天才プログラマー・登大遊氏をゲストに、リクルートのエンジニアと生対談を行う「20年前のインフラから20年後のインフラへ インフラエンジニアの今後とは?」。IPA産業サイバーセキュリティセンターの登氏、株式会社リクルートの小杉氏・鶴谷氏・竹迫氏が登壇。前半では、登氏が日本のICTの課題と、取り組むべきことについて話します。

登氏の自己紹介

登大遊氏(以下、登):こんばんは。登と申します。IPAという独立行政法人の役所みたいなところで、サイバー技術研究室というものをやっております。また、NTT東日本というところにも入っていまして。あそこもリクルートさんのように歴史が長く、インフラという重要な領域をこれからは継続・発展をさせていかないといけないという共通点を有しています。

日本のICTの課題

:今日はインフラについてお話をしようと思います。コンピューターやネットワークのだいたいの技術というものは、アプリのレイヤーとインフラのレイヤーがあります。インフラのレイヤーはネットワークとか、OSとか、セキュリティとか、システムと呼ばれる部分であります。クラウドなんかもシステムのレイヤーにありますが、ここを何とかしないといけないんです。

日本人はみんな外国のクラウドサービスやOSなどを買ってくることはできるんです。ユーザーとしては成熟しましたが、あのすばらしいアメリカ人の諸先輩方と同じようなものを、日本もこれからどんどん作らないといけないという課題があります。その作り方、大学の研究所やスタートアップ企業だけでは作り得ないものを、大企業の中では作ることができるんだと思います。
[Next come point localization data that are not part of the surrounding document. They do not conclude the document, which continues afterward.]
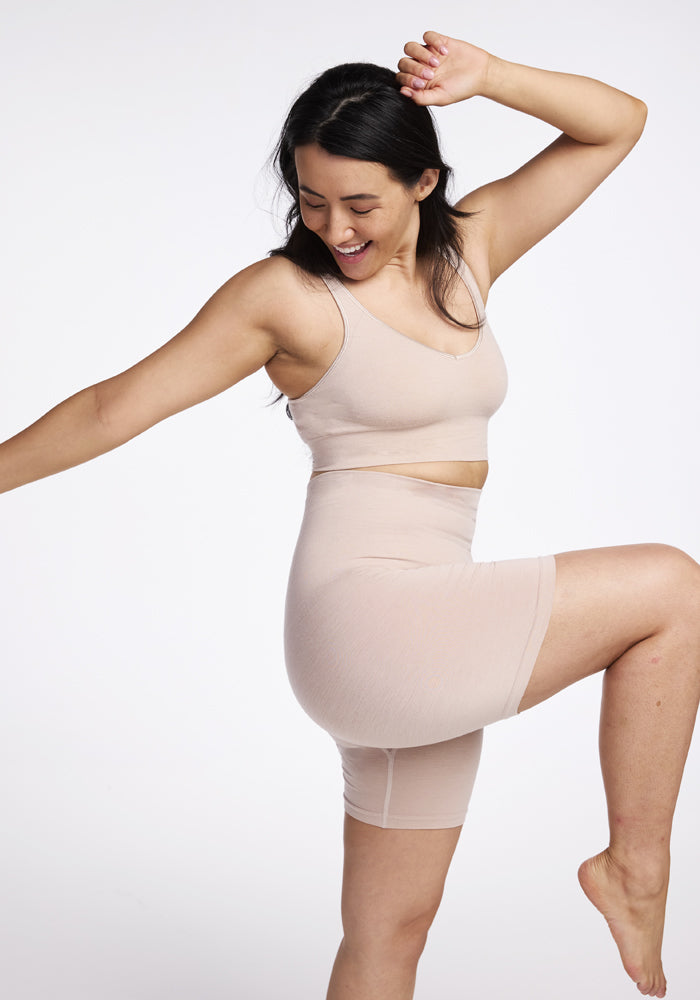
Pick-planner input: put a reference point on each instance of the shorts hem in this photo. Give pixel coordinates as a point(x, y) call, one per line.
point(405, 822)
point(538, 630)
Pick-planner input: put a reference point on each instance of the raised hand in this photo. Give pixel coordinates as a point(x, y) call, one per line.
point(442, 71)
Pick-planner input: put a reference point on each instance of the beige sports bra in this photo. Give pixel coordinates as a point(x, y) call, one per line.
point(389, 399)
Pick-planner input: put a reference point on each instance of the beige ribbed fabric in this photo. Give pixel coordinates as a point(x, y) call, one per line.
point(388, 398)
point(396, 642)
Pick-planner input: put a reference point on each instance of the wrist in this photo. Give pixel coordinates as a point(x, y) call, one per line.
point(492, 76)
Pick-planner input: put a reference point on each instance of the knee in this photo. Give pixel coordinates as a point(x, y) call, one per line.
point(400, 936)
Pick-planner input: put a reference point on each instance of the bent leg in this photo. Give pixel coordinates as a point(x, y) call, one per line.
point(393, 882)
point(635, 612)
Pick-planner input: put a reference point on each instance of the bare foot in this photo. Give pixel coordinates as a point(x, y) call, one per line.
point(635, 915)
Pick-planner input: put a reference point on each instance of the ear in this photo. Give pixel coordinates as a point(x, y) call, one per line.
point(426, 185)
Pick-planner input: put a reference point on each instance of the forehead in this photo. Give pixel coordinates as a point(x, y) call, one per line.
point(335, 176)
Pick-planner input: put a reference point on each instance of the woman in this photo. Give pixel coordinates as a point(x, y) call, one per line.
point(371, 321)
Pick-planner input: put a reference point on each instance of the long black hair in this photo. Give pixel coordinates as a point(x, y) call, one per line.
point(357, 110)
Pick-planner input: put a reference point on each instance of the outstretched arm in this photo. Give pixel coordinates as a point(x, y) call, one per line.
point(599, 126)
point(230, 337)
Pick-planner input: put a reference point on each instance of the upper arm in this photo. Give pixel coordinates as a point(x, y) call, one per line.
point(517, 211)
point(232, 336)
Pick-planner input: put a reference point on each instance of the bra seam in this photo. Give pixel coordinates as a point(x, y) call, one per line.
point(478, 309)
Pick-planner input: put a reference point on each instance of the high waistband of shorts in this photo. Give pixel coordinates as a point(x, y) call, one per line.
point(394, 481)
point(352, 513)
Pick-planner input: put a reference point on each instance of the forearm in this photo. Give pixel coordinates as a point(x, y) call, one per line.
point(585, 109)
point(69, 434)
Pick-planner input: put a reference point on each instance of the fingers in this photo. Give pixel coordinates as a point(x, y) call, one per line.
point(420, 63)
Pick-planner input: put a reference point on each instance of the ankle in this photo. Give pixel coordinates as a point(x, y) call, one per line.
point(641, 870)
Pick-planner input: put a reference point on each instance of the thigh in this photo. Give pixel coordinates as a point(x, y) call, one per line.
point(392, 878)
point(605, 601)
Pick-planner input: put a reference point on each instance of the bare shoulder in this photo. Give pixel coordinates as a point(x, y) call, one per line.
point(475, 247)
point(287, 301)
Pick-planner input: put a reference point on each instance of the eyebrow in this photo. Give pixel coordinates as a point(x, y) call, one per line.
point(348, 197)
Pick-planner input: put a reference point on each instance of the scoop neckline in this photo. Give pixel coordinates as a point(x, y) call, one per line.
point(446, 354)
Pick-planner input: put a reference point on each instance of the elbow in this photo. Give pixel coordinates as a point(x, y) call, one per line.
point(638, 119)
point(110, 413)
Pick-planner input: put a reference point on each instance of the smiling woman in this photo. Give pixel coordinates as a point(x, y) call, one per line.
point(371, 318)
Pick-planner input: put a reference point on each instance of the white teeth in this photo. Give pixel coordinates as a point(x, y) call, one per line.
point(349, 250)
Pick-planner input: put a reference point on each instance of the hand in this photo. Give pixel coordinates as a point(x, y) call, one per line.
point(442, 71)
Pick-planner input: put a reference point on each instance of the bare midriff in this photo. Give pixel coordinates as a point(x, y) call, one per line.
point(470, 474)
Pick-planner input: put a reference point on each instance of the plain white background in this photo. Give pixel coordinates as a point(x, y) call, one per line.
point(171, 820)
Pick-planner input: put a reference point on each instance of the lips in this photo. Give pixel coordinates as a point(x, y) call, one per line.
point(351, 253)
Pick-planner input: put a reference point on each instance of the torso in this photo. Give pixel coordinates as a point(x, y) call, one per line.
point(313, 336)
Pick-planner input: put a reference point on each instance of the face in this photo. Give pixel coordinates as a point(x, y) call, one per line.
point(366, 218)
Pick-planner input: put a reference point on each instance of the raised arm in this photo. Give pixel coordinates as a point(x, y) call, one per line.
point(599, 126)
point(232, 336)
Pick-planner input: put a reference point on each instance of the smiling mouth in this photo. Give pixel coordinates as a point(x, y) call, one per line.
point(353, 251)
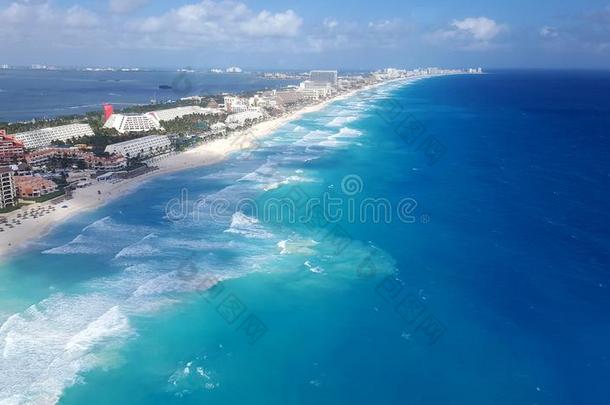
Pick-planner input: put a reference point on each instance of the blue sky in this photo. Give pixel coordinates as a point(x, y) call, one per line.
point(293, 34)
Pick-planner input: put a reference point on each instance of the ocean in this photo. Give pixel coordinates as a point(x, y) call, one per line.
point(443, 241)
point(35, 94)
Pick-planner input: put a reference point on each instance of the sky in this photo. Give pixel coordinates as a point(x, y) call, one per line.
point(292, 34)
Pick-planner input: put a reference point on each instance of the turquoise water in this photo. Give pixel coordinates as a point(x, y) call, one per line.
point(482, 279)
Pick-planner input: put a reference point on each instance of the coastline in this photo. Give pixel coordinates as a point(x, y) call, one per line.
point(101, 193)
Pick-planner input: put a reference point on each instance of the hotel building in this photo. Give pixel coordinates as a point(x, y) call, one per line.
point(323, 77)
point(133, 123)
point(179, 112)
point(143, 147)
point(45, 136)
point(100, 163)
point(11, 150)
point(8, 193)
point(240, 119)
point(34, 187)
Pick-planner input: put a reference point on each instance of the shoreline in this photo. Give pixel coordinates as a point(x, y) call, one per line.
point(99, 194)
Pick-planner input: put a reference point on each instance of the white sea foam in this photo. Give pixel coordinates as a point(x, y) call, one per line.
point(297, 246)
point(341, 121)
point(101, 237)
point(346, 132)
point(143, 248)
point(312, 268)
point(45, 348)
point(243, 225)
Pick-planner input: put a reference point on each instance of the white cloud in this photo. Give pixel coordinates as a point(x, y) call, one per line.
point(548, 32)
point(479, 28)
point(268, 24)
point(473, 33)
point(331, 23)
point(225, 20)
point(125, 6)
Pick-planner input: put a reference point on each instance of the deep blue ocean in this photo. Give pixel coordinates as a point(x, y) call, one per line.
point(438, 242)
point(28, 94)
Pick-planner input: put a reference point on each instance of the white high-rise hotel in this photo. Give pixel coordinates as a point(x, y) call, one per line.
point(322, 77)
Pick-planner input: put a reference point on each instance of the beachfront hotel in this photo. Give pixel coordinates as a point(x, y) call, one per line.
point(323, 77)
point(171, 114)
point(8, 193)
point(143, 147)
point(11, 150)
point(123, 123)
point(149, 121)
point(240, 119)
point(44, 156)
point(45, 136)
point(33, 187)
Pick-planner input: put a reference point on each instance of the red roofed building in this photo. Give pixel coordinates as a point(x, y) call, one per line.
point(33, 187)
point(11, 150)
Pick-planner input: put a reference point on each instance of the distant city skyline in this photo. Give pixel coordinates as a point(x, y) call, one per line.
point(278, 35)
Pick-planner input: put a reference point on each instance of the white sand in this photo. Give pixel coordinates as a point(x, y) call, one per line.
point(11, 240)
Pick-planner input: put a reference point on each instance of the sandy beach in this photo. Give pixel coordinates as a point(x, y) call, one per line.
point(100, 193)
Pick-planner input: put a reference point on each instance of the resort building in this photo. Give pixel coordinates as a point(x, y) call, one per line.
point(144, 147)
point(133, 123)
point(240, 119)
point(45, 136)
point(324, 77)
point(314, 90)
point(33, 187)
point(235, 104)
point(285, 97)
point(8, 193)
point(179, 112)
point(11, 150)
point(100, 163)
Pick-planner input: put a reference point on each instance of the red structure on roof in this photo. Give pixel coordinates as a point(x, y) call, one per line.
point(108, 111)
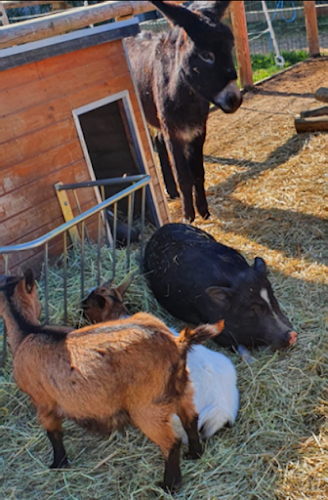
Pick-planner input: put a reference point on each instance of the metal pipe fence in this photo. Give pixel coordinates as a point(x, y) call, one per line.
point(137, 183)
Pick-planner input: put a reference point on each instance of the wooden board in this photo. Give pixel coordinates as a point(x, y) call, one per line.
point(322, 94)
point(311, 124)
(スライドを示して)システムソフトウェアを船で表しますと、この図に示すように、赤い下の部分の船の船体を意味しております。ちなみに上のアプリケーションのところは、船の上に浮かぶ船室、例えばレストランとか、プールとか。豪華客船でしたらそんなものがございます。

アプリケーションは日本人でも作れるようになったんですけれども、システムの部分をどうやって作るか。船体に相当する部分はどうやって作れるか。我々はまずこのやり方を研究しないといけないのです。
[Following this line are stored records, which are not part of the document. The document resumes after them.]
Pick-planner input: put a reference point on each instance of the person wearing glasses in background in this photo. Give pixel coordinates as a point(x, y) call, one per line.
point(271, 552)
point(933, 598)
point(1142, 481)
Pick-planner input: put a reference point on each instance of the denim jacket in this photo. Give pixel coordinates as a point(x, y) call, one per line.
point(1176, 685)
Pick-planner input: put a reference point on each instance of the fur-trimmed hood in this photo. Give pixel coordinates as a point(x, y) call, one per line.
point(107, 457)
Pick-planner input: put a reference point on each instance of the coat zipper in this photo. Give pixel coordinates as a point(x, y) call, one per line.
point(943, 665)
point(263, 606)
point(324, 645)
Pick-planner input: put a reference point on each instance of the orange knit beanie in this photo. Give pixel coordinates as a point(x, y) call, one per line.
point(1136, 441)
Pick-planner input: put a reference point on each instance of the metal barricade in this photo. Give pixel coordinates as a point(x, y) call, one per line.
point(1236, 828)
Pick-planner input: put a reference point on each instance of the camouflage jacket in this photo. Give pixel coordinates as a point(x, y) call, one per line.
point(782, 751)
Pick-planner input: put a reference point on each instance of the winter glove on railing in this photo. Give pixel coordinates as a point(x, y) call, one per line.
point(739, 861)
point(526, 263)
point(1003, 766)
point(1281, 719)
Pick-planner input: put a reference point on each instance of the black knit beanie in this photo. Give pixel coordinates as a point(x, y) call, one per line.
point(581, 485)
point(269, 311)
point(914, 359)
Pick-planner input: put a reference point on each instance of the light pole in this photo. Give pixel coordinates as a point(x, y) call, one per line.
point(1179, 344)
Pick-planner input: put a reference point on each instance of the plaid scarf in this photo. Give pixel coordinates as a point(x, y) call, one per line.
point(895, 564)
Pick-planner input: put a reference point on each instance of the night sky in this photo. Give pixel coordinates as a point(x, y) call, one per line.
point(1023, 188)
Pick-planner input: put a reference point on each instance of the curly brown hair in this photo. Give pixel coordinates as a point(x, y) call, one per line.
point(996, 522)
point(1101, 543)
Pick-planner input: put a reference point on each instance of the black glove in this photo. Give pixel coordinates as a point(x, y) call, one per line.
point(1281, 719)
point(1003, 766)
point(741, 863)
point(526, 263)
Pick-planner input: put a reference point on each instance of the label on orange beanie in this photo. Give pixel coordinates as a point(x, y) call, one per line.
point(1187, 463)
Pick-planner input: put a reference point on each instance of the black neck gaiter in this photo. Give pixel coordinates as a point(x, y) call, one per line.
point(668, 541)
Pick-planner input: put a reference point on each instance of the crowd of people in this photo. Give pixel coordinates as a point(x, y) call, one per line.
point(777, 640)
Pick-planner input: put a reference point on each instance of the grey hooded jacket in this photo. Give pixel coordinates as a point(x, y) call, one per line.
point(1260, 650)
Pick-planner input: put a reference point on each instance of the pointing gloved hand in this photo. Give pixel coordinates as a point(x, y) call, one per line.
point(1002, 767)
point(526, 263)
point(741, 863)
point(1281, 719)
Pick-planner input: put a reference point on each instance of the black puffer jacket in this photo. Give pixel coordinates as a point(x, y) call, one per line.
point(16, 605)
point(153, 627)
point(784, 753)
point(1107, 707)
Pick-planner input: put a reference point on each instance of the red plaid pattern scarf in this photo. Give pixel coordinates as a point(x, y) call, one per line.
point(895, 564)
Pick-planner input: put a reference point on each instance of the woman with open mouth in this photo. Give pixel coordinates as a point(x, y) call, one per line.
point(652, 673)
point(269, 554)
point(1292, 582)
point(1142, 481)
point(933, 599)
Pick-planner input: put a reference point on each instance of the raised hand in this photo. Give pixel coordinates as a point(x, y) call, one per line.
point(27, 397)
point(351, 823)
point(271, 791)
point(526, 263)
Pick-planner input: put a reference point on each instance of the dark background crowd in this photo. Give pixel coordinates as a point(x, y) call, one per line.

アプリケーションという領域、我々はDXとかEC、eコマースとかビッグデータとか、AIとか言いますが、これらは大変がんばって作れるんです。

(これらは)もっとも上の領域のちょっとしたところでありまして、自由にできる範囲が狭まっています。開発者やシステム管理者、ユーザーは、この非特権的な狭い牢獄のようなところでAPIを呼び出して、システムソフトウェアに「何かやってほしい」と言うんです。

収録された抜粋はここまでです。